- 2 lbs chicken breast, boneless, skinless
- 2 T extra-virgin olive oil
- 2 t Italian seasoning
½ t sea salt
- 3 cloves garlic, minced
¼ c chicken stock
- 1 t seasoned salt
¾ c heavy cream
- 2 T cream cheese
½ c Parmesan cheese, shredded
½ c sun-dried tomatoes, julienne
- 1 c baby spinach
- Oregano, fresh, rough chop (garnish)
- On a flat surface, lay chicken breasts out and slice in half horizontally. Pound out breast pieces to ?-inch thick. Place chicken in a large mixing bowl with oil, Italian seasoning, salt, and garlic.

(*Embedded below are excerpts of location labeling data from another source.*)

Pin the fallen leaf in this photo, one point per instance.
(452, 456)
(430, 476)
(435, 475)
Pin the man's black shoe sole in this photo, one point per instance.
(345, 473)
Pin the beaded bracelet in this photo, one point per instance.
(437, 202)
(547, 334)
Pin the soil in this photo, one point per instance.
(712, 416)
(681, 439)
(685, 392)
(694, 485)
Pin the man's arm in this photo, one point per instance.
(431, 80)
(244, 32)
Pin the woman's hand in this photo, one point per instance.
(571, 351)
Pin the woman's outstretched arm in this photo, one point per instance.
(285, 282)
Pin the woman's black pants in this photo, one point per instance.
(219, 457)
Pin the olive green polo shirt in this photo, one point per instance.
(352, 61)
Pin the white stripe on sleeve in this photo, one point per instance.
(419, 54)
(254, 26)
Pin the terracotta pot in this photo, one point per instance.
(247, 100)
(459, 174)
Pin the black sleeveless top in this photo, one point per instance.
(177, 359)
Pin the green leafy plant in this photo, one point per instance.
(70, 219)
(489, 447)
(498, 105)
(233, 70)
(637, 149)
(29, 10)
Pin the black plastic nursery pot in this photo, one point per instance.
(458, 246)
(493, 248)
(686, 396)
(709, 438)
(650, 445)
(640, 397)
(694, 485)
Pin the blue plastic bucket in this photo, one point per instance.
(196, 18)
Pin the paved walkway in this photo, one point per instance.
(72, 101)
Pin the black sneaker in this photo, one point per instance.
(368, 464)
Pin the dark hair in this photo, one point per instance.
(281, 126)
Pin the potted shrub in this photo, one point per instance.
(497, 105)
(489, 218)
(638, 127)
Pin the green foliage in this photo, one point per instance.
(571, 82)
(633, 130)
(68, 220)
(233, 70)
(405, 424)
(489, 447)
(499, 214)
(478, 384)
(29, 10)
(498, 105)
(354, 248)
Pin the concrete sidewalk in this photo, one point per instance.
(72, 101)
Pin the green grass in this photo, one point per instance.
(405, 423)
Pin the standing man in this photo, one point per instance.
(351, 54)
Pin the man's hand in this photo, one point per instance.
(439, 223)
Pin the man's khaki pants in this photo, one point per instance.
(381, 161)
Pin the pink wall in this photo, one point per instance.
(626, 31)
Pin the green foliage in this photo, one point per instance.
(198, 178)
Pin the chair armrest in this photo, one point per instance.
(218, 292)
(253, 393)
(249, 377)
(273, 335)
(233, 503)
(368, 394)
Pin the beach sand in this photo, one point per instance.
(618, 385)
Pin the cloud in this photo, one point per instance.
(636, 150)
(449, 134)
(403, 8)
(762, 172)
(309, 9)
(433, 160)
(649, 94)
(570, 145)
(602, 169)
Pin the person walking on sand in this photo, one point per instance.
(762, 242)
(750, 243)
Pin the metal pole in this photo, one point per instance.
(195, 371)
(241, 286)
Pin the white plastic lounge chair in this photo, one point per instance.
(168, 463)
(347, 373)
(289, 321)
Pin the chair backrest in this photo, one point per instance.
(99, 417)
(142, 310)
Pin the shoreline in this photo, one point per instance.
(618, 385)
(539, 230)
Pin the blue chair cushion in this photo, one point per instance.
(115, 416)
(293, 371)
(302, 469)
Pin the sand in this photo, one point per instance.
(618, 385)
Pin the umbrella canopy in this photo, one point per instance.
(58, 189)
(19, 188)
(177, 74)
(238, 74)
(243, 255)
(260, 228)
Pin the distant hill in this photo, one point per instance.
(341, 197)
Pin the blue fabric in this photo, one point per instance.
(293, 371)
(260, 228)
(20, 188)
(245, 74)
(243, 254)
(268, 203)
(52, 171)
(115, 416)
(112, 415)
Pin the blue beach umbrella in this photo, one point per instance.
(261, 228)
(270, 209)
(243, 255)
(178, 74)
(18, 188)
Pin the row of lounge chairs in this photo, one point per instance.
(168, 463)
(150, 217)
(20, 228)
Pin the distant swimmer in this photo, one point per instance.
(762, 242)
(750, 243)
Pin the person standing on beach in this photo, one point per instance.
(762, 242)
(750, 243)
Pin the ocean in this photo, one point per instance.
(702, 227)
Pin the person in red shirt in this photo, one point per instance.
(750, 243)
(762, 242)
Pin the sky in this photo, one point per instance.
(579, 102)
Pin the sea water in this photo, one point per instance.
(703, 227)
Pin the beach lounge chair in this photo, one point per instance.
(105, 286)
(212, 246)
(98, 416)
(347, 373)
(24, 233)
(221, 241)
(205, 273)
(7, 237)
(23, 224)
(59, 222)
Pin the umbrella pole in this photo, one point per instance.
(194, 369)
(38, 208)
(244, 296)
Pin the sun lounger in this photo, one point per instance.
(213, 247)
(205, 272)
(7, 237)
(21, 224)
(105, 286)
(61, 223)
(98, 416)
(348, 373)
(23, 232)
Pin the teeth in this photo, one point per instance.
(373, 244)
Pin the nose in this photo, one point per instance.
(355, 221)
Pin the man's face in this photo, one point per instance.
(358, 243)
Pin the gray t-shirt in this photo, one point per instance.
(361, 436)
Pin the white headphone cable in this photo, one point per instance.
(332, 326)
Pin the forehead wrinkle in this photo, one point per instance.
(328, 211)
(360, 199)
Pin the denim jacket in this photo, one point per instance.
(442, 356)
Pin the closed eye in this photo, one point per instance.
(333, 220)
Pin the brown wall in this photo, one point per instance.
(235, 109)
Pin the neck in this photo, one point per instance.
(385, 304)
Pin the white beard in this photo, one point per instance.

Coat chicken in marinade.
- Set pressure cooker to "sear", add oil, and press "start/stop". When oil is hot, brown chicken with marinade. Cook in batches, if needed. Add chicken stock, close and lock lid, set pressure cooker to "poultry", adjust time to 3 minutes, and press "start/stop". When done, quick release and make sure all pressure is released before opening lid.
- Carefully open lid and set pressure cooker to "sear", adjust time to 20 minutes, and press "start/stop". Add seasoned salt, heavy cream, and cream cheese, and whisk. Simmer about 5 minutes.
- Add cheese, sun-dried tomatoes, and spinach. Simmer until spinach wilts. Ladle over your favorite pasta and top with fresh oregano.